Hint: To identify where to stop printing the stack, I used a trick: declare a global mutable variable in Rust, static mut BOTTOM: u64 = 0; and extend start_here to take an argument fn start_here(bottom: *mut 64) -> SnakeVal and pass a pointer to BOTTOM: let output = unsafe { start_here(&mut BOTTOM) }; .

Then at the beginning of start_here, initialize that value with the current value of RSP, and then you’re guaranteed to know where your stack ends, dynamically.

Note: if you’ve properly implemented tail calls, then eliminating the + 0 from the program above, and rerunning it, should produce a much shorter stack trace...
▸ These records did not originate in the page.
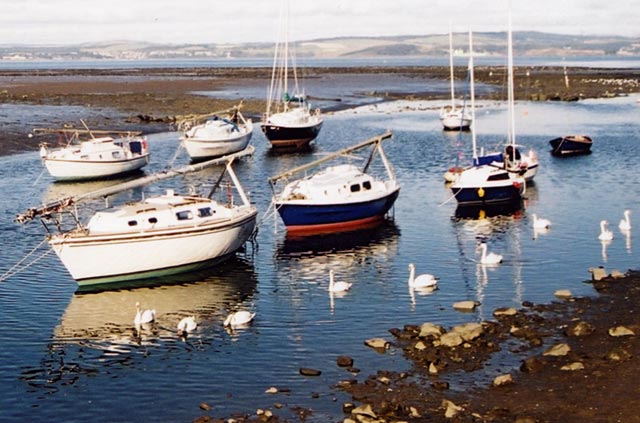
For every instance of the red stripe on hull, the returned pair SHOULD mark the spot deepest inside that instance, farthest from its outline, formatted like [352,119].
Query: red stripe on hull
[333,227]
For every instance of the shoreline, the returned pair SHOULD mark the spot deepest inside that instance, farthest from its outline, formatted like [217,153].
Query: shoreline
[150,100]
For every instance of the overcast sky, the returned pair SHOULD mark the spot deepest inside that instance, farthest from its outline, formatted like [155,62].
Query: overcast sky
[220,21]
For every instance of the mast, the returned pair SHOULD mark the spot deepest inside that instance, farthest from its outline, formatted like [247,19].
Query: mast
[473,99]
[453,105]
[511,100]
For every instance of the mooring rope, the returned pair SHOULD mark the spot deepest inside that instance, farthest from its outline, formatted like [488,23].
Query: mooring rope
[16,268]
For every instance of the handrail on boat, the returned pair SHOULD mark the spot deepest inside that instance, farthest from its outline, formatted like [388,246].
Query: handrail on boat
[375,140]
[58,205]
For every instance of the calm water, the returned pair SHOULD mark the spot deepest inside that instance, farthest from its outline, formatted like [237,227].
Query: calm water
[72,356]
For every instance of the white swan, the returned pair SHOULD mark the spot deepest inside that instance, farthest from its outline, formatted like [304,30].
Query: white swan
[422,281]
[605,234]
[625,224]
[337,286]
[143,316]
[491,258]
[239,318]
[539,223]
[187,325]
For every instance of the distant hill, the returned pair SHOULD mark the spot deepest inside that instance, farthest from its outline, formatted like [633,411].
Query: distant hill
[485,43]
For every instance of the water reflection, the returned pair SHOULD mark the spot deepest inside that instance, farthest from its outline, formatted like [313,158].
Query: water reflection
[104,319]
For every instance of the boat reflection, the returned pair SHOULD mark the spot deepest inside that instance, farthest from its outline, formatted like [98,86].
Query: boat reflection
[104,320]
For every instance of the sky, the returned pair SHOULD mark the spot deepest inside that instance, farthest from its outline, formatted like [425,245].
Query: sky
[54,22]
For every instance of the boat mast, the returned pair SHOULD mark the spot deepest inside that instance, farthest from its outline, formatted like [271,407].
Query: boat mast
[473,99]
[453,105]
[510,96]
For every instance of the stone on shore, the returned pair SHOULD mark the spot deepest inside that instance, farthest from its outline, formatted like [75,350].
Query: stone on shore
[559,350]
[466,305]
[621,331]
[378,344]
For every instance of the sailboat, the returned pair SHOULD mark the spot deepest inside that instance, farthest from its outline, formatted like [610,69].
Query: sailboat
[485,183]
[289,121]
[157,236]
[454,118]
[512,158]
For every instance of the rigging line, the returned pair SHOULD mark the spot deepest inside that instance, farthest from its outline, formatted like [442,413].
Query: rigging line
[16,267]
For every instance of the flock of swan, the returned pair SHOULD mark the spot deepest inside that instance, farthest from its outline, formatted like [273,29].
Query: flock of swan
[423,281]
[189,324]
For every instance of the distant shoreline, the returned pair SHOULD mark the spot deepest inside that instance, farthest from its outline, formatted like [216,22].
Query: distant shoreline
[150,99]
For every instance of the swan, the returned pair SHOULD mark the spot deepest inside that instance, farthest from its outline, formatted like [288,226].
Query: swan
[422,281]
[605,234]
[491,258]
[239,318]
[539,223]
[143,316]
[625,224]
[187,325]
[337,286]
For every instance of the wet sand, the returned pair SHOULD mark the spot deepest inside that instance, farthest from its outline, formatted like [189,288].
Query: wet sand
[150,100]
[602,388]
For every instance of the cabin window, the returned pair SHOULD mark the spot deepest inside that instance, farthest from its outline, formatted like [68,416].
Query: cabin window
[184,215]
[205,212]
[499,177]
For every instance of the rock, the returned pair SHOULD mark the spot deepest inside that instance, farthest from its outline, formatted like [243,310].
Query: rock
[305,371]
[563,294]
[377,343]
[559,350]
[504,311]
[468,331]
[581,329]
[450,409]
[433,370]
[430,330]
[364,410]
[618,354]
[531,365]
[466,305]
[597,273]
[451,340]
[503,380]
[345,361]
[616,274]
[621,331]
[573,366]
[440,385]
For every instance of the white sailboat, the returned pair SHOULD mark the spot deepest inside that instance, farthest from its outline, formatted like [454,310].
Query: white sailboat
[288,121]
[485,183]
[110,153]
[454,118]
[157,236]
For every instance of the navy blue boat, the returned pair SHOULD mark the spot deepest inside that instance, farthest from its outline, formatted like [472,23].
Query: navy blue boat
[338,198]
[571,145]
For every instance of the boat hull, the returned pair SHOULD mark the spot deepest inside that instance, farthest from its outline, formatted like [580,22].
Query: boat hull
[200,149]
[488,195]
[297,137]
[77,170]
[98,259]
[570,146]
[300,218]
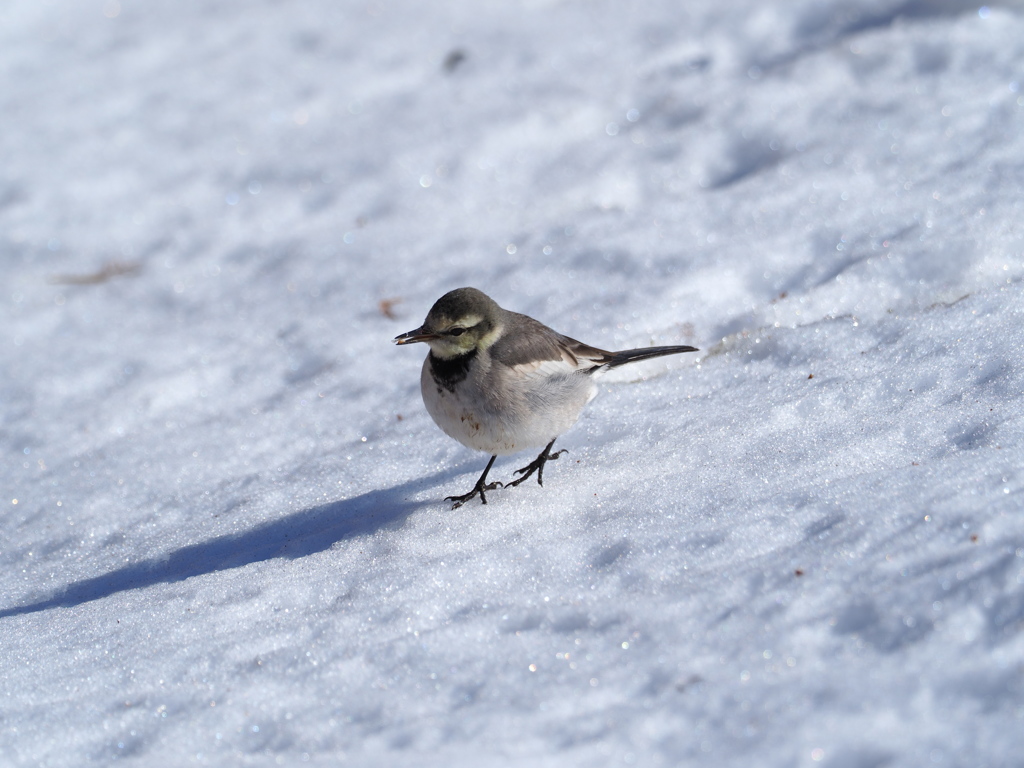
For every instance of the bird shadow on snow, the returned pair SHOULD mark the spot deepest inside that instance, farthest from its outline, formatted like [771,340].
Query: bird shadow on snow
[298,535]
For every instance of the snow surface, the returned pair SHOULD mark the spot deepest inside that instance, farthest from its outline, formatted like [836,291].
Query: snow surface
[223,538]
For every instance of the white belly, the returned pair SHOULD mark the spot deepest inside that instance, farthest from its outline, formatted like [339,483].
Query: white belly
[527,413]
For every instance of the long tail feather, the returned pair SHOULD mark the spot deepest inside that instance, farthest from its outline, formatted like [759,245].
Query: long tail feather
[632,355]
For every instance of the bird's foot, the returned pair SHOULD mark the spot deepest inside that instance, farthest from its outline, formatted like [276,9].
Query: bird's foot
[478,489]
[537,466]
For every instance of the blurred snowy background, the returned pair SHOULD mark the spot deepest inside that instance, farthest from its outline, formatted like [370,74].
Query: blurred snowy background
[223,540]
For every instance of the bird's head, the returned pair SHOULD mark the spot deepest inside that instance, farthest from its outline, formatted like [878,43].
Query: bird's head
[459,323]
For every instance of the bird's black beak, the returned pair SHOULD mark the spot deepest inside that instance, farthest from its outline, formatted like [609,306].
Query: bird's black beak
[412,337]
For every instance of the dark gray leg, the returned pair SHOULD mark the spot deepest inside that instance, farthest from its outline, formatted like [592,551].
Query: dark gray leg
[478,488]
[537,466]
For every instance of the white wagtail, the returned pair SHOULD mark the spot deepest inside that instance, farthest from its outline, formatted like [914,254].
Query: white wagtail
[501,382]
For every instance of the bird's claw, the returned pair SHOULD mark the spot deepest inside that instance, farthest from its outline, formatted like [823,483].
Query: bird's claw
[478,489]
[537,466]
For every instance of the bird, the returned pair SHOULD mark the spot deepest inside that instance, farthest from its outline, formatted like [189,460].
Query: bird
[502,382]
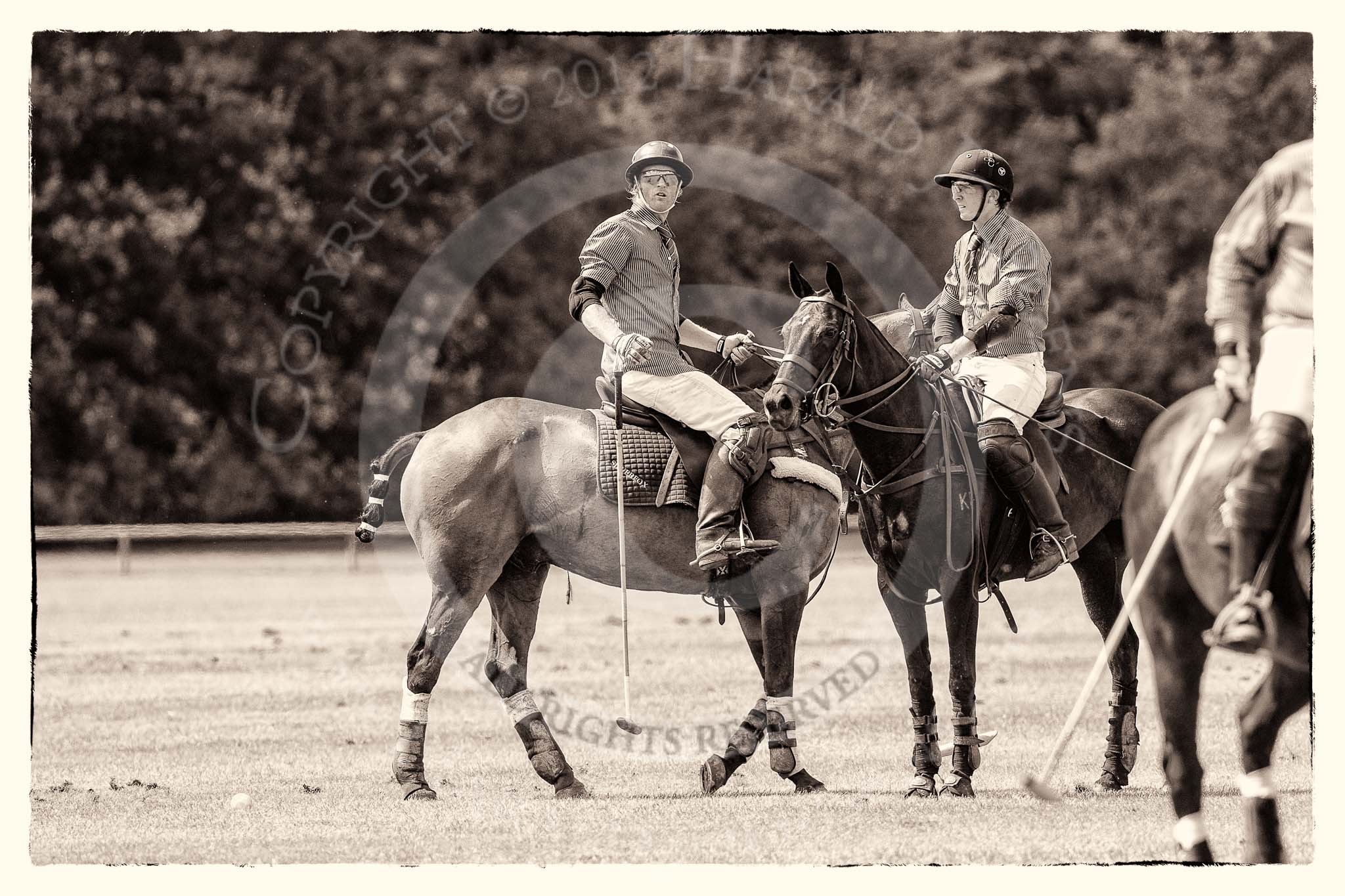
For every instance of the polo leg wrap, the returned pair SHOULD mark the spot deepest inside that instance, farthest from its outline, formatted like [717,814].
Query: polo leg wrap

Note: If you implement this extra credit, provide a brief, written explanation (in a comment in stub.rs, near whatever new functions you define) of why this must be implemented as a Prim1 and not as a Call expression.

#### 1.7Testing

Include integration test examples in examples/test.rs. These include a new testing macro mk_any_test! that takes 2 arguments: the test name and the input file name and tests that compiling and running the example works without error, but doesn’t check for a particular output. This should be useful in testing your printStack function.

### 2Running main

Running your own programs is the same as with Cobra, except you’ll give them the .diamond file extension. Examples from previous assignments will still work since they will simply be interpreted as programs with 0 function declarations.

### 3List of Deliverables

• your compile.rs and asm.rs

• the other src/*.rs files in the starter code

• any additional modules you saw fit to write

• your runtime/stub.rs

• the Cargo.toml

• integration tests (tests/examples.rs)

• your test input programs (examples/*.cobra files)

Again, please ensure the makefile builds your code properly. The black-box tests will give you an automatic 0 if they cannot compile your code!

For this assignment, you will be graded on

• Whether your code implements the specification (functional correctness),

• the clarity and cleanliness of your code, and

• the comprehensiveness of your test coverage

### 5Submission

Wait! Please read the assignment again and verify that you have not forgotten anything!